On the upside, the Common Travel Area will continue. Irish citizens have more rights in the UK than those of British Crown Dependencies. There is little indication that the British Government has any interest in repealing the clauses of the 1949 Act that effectively treats Irish citizens as British in all but nationality.
The UK and the Republic are both outside the EU’s Schengen area. When Irish politicians shout that Ireland would not pay for immigration checks for those travelling to the UK, there’s clearly a lack of awareness that co-operation at that level already happens on a mutual basis under existing protocols.
Once Article 50 is triggered, the Republic of Ireland will be one voice in 27 at the negotiations.

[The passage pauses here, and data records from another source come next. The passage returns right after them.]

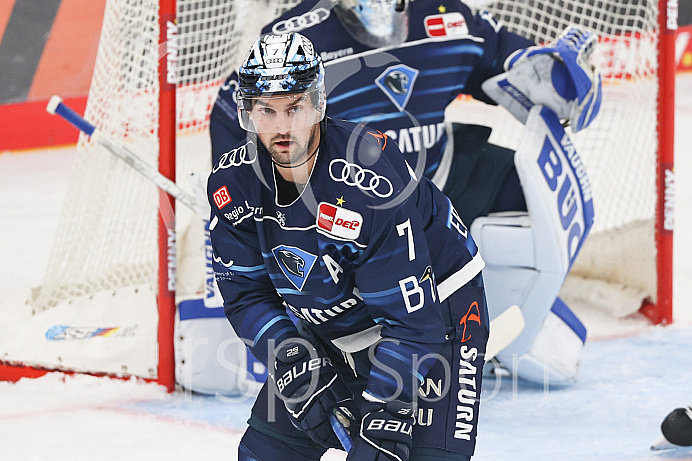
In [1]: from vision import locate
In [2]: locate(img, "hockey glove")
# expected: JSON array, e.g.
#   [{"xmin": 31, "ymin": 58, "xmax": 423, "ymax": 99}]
[
  {"xmin": 272, "ymin": 340, "xmax": 358, "ymax": 449},
  {"xmin": 482, "ymin": 26, "xmax": 602, "ymax": 132},
  {"xmin": 346, "ymin": 400, "xmax": 414, "ymax": 461}
]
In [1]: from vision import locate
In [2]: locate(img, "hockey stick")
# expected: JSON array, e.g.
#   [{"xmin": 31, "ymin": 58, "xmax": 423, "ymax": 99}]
[
  {"xmin": 485, "ymin": 305, "xmax": 524, "ymax": 361},
  {"xmin": 327, "ymin": 307, "xmax": 525, "ymax": 453},
  {"xmin": 46, "ymin": 96, "xmax": 207, "ymax": 217},
  {"xmin": 330, "ymin": 411, "xmax": 353, "ymax": 452}
]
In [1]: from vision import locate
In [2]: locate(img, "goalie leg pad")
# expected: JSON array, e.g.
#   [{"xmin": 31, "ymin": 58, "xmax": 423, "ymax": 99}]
[
  {"xmin": 470, "ymin": 212, "xmax": 565, "ymax": 356},
  {"xmin": 470, "ymin": 106, "xmax": 593, "ymax": 384},
  {"xmin": 497, "ymin": 297, "xmax": 586, "ymax": 386},
  {"xmin": 176, "ymin": 216, "xmax": 271, "ymax": 395},
  {"xmin": 175, "ymin": 298, "xmax": 268, "ymax": 395}
]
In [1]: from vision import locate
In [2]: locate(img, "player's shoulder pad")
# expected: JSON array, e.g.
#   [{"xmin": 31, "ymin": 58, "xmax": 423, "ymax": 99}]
[
  {"xmin": 262, "ymin": 0, "xmax": 330, "ymax": 36},
  {"xmin": 324, "ymin": 118, "xmax": 415, "ymax": 202}
]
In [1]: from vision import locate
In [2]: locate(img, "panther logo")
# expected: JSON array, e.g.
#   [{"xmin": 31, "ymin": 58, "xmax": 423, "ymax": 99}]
[
  {"xmin": 384, "ymin": 70, "xmax": 409, "ymax": 95},
  {"xmin": 277, "ymin": 250, "xmax": 305, "ymax": 277},
  {"xmin": 375, "ymin": 64, "xmax": 419, "ymax": 111}
]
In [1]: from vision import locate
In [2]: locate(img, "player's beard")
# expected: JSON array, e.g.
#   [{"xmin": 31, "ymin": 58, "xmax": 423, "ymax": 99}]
[{"xmin": 265, "ymin": 124, "xmax": 320, "ymax": 168}]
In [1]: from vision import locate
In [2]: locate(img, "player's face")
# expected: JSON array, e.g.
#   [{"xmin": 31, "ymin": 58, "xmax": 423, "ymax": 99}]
[{"xmin": 250, "ymin": 94, "xmax": 321, "ymax": 167}]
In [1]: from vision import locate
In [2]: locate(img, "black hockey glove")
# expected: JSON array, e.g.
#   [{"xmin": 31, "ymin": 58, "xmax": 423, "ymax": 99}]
[
  {"xmin": 346, "ymin": 400, "xmax": 414, "ymax": 461},
  {"xmin": 272, "ymin": 340, "xmax": 358, "ymax": 449}
]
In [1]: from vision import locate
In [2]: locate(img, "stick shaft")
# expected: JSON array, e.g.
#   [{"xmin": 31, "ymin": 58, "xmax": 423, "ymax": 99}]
[{"xmin": 47, "ymin": 96, "xmax": 205, "ymax": 217}]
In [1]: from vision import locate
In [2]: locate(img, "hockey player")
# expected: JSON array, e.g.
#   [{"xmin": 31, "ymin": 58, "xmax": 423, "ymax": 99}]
[
  {"xmin": 209, "ymin": 0, "xmax": 601, "ymax": 385},
  {"xmin": 208, "ymin": 32, "xmax": 489, "ymax": 461}
]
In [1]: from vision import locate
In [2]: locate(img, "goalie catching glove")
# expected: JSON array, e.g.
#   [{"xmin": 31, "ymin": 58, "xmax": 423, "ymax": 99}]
[
  {"xmin": 272, "ymin": 340, "xmax": 358, "ymax": 449},
  {"xmin": 346, "ymin": 399, "xmax": 414, "ymax": 461},
  {"xmin": 482, "ymin": 26, "xmax": 602, "ymax": 132}
]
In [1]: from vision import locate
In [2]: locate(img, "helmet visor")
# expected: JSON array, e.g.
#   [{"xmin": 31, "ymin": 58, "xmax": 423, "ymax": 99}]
[{"xmin": 237, "ymin": 88, "xmax": 326, "ymax": 134}]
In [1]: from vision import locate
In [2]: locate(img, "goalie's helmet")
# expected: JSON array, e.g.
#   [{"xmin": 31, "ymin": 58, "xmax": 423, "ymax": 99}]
[
  {"xmin": 237, "ymin": 33, "xmax": 326, "ymax": 133},
  {"xmin": 337, "ymin": 0, "xmax": 408, "ymax": 47}
]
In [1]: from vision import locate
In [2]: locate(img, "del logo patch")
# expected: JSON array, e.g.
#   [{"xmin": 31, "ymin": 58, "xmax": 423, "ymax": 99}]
[
  {"xmin": 213, "ymin": 186, "xmax": 232, "ymax": 209},
  {"xmin": 375, "ymin": 64, "xmax": 419, "ymax": 111},
  {"xmin": 424, "ymin": 12, "xmax": 469, "ymax": 37},
  {"xmin": 317, "ymin": 202, "xmax": 363, "ymax": 240},
  {"xmin": 272, "ymin": 245, "xmax": 317, "ymax": 291}
]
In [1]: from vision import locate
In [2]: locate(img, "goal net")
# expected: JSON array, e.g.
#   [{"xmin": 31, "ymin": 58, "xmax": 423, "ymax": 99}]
[
  {"xmin": 449, "ymin": 0, "xmax": 675, "ymax": 326},
  {"xmin": 0, "ymin": 0, "xmax": 675, "ymax": 388}
]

While the UK will not wish to compromise its good relations with the Republic, by the nature of negotiations it can only secure agreement with the 27 among which Ireland is a single small voice.
The Republic of Ireland has a significant choice to make in the next year or so. Does it make the best of its membership of the EU, and the significant disruption to trade and relationships this represents? Or does the Republic accept that its economic interests lie outside the EU, making common cause on trade and development alongside its biggest trading partners and friends?
Once Article 50 is triggered the discussion between the UK and the EU27 will focus on the nature of future trade, not constitutional, arrangements post-Brexit. Truth is, as Lord Kilclooney recently wrote to the News Letter:
"The two alternatives are for the Republic to get special status within the EU or for the Republic to exit the EU the same day as the UK – that would mean there would be no problems at the border and would eliminate the damage now being caused to the Southern Irish economy."